Alerta vermelho: estudo da NOAA aponta 63% de chance de El Niño "muito forte" e seca severa em Mossoró
Um dos fenômenos climáticos mais intensos desde 1950 pode estar a caminho. A Secretaria de Agricultura divulga levantamento internacional que acende o sinal de alerta para o semiárido. Entenda o que esperar para o Nordeste nos próximos meses.
A Secretaria Municipal de Agricultura e Desenvolvimento Rural (Seadru) divulgou um levantamento da Administração Oceânica e Atmosférica (NOAA), dos Estados Unidos, que aponta alerta vermelho para o Nordeste do Brasil, com altas probabilidades de seca severa na região de Mossoró.

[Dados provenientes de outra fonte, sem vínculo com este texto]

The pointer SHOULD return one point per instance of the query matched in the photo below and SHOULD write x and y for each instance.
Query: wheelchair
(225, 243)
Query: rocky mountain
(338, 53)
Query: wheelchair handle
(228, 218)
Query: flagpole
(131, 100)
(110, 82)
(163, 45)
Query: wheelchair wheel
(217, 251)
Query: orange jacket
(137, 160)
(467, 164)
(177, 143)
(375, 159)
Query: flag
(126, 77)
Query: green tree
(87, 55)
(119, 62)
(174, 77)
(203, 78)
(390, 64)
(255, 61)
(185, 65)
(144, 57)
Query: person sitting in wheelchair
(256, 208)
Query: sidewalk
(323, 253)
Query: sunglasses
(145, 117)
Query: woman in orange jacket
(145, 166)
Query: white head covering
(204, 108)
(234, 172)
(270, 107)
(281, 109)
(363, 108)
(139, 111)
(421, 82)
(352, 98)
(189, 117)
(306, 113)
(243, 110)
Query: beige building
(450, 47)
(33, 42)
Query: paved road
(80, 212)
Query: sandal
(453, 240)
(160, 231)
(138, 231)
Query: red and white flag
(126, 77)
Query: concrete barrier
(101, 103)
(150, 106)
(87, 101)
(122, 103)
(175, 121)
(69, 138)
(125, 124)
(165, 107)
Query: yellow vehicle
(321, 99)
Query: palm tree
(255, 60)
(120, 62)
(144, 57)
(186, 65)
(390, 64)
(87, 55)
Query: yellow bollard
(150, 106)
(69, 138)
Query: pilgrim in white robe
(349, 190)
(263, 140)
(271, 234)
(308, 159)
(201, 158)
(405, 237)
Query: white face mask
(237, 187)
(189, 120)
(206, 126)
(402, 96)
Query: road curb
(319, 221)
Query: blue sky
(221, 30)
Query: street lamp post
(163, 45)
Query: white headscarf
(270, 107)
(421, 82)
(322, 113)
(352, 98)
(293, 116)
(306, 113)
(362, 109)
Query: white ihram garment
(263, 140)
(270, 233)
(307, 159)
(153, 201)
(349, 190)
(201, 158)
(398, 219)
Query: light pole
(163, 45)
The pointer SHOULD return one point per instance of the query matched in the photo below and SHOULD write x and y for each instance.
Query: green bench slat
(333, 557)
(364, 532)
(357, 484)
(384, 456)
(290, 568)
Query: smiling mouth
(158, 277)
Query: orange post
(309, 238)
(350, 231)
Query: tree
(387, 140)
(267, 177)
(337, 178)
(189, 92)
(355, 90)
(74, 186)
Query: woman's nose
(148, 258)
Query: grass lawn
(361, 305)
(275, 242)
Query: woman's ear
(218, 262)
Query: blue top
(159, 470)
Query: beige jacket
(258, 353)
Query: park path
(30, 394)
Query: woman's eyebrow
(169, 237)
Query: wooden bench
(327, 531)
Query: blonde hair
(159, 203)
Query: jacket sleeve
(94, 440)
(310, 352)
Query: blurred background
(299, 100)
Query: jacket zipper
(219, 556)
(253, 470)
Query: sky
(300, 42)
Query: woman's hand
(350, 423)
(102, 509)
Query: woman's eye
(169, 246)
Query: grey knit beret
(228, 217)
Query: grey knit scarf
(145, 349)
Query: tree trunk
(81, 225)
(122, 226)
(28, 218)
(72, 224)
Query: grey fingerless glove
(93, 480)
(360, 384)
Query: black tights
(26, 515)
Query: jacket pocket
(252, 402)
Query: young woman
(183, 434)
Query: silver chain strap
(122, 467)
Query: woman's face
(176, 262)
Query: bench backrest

Segundo o estudo, do segundo semestre de 2026 ao primeiro semestre de 2027 está confirmada a presença do El Niño, fenômeno responsável por mudanças climáticas no planeta.
Além da seca severa no Nordeste, o levantamento confirma a formação do fenômeno e alerta para impactos em todo o Brasil. De acordo com os dados, o evento deve ganhar intensidade até o verão e influenciar chuvas, temperaturas e a produção agrícola.
A chegada do El Niño já era esperada pelos meteorologistas. Nas últimas semanas, os indicadores atmosféricos passaram a responder ao aquecimento das águas do Pacífico Equatorial, caracterizando o acoplamento entre oceano e atmosfera que define o início do fenômeno.
Ainda segundo a NOAA, há 63% de probabilidade de que o atual episódio alcance a categoria de El Niño muito forte entre novembro de 2026 e janeiro de 2027. Se a projeção se confirmar, o evento poderá integrar o grupo dos mais intensos já registrados desde 1950, ao lado dos históricos episódios de 1982/83, 1997/98 e 2015/16. O pico de intensidade está previsto para entre outubro e dezembro deste ano.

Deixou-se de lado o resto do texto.